Carrying out the R-integration then yields

$$ \eqalign{ {\Gamma_s}({{\mathbf{p}}_2},{{\mathbf{p}}_2}) = & {\delta}({{\mathbf{p}}_2} - {{\mathbf{p}}_1})\int {\exp } \left[ { - \frac{{ik}}{{2f}}\left\{ {p_2^2 - p_1^2 - {{\rho} } \cdot ({{\mathbf{p}}_1} + {{\mathbf{p}}_2})} \right\}} \right] \cr & \times {\left| {{\Gamma_{{PT}}}({{\rho} })} \right|^2}K( - {{\rho} }){d^2}{{\rho} } \cr } $$
(17.A10)

which shows the sample U S to be delta-correlated, and thus, (17.A1) is proven.

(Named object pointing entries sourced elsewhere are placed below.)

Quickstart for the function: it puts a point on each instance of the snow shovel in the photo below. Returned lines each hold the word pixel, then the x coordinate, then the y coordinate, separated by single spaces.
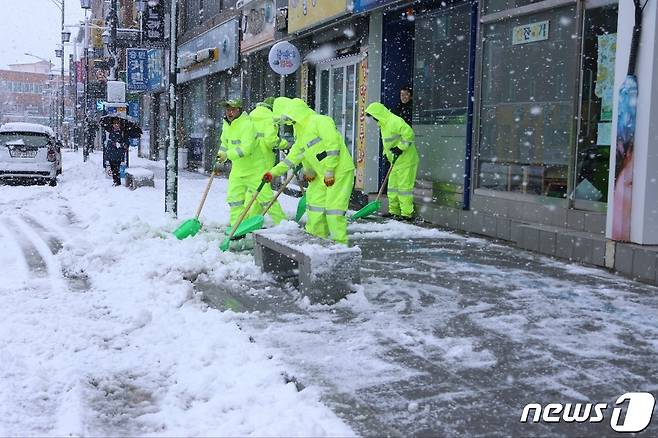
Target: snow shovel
pixel 374 206
pixel 301 205
pixel 227 242
pixel 256 222
pixel 192 226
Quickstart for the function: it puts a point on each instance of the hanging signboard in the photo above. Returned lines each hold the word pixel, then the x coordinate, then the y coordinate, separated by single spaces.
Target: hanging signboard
pixel 284 58
pixel 221 41
pixel 258 20
pixel 153 24
pixel 303 14
pixel 137 69
pixel 530 33
pixel 155 70
pixel 362 103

To calculate (17.A1), we consider (17.A8) for the case p 1 = p 2 = p, which then yields the intensity

$$ \left\langle {{I_s}({\mathbf{p} })} \right\rangle = {A_{{lens}}}\int {\exp } \left[ { - \frac{{ik}}{f}{{\rho} } \cdot {\mathbf{p} }} \right]\left| {\Gamma_{{PT}}}{({{\rho} })}\right|^2 K( - {{\rho} }){d^2}{{\rho} }, $$
(17.A11)

where A lens is the area of the focusing lens.

To find the OCT signal \( \left\langle {{i^{{2}}}} \right\rangle \), we now insert (17.A11) into the numerator of (17.A1)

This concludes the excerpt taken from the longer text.